Most samples in subtype c4-c6 were retrospective samples, while many samples in subtype c2 were not retrospective samples (Figure 5C). Most patients in subtype c1 showed mss (MicroSatellite stability), while many patients in subtype c3 showed msi-h (MicroSatellite Instability-High) feature (Figure 5C). Many patients in both subtype c2 and c3 were white people (Figure 5C). The six subtypes had a totally different meaning of tumor stages (Figure 5C). The mutations of OBSCN (Obscurin), MYCBP2 (MYC Binding Protein 2), RYR2 (Ryanodine Receptor 2) and TTN (Titin) were most frequent in subtype c3 (Figure 5C). Copy loss of TCF7L2 (Transcription Factor 7 Like 2) and RPL18P1 (Ribosomal Protein L18 Pseudogene 1) were frequent in subtype c1, while copy loss of ARHGEF28 (Rho Guanine Nucleotide Exchange Factor 28), BIN2P2 (Bridging Integrator 2 Pseudogene 2) and SLC25A5P9 (Solute Carrier Family 25 Member 5 Pseudogene 9) were frequent in subtype c6 (Figure 5C). It will provide recommendations for the treatment of the six subtypes of COAD with these identified subtype-specific clinical and somatic alteration features.
Survival analysis was performed on 450 tumor samples with clinical data (Figure 6A). Significant survival differences between the six subtypes were observed (Figure 6A, p-value = 3.05×10−3, log-rank), suggesting that the classification showed biological significance. To further validate the results, survival analysis was further performed in an external dataset (GSE39582), which also showed survival differences between six subtypes (Figure 6B, p-value = 2.21×10−4, log-rank). Both results suggested that patients in different subtypes had different survival rates, which may help doctors develop rational treatments for patients based on the subtypes to which they belong.
Specific functional genes and edges associated with survival
To further investigate the potential of functional genes and interactions as prognosis biomarkers for COAD. All 1063 functional genes and 1440 functional interactions were analyzed for their prognostic significance of overall survival.
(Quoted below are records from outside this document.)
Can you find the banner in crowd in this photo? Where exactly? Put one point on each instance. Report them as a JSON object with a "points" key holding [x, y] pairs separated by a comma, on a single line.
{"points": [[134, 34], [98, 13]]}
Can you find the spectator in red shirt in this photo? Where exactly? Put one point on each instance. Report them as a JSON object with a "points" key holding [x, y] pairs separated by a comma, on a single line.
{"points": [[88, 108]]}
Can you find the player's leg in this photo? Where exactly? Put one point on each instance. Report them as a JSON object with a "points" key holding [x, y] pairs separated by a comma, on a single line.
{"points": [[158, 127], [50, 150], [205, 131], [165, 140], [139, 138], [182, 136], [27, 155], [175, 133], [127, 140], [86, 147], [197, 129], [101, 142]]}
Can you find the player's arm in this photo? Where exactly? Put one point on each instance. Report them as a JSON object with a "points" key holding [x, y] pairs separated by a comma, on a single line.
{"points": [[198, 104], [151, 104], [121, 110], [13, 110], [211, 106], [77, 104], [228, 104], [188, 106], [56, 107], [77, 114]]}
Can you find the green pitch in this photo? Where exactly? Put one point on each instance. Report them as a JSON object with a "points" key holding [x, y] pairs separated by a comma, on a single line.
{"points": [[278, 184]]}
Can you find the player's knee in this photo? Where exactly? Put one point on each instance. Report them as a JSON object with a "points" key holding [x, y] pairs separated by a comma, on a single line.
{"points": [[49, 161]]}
For each functional gene, all COAD patients were classified into the low- or high- expression group, according to the median expression level. For each functional edge, patients were also classified into the low- or high- group based on the median level for the functional edge. Functional genes and interactions with p-value less than 0.05 in the log-rank test for both univariate analysis and multivariate analysis were selected as prognosis biomarkers for COAD. Survival analysis suggested that 12 functional genes and 13 functional interactions were associated with the overall survival of patients of COAD (Figure 7 and Figure S5, Table S6-S7), which demonstrates that they could be prognosis biomarkers for COAD.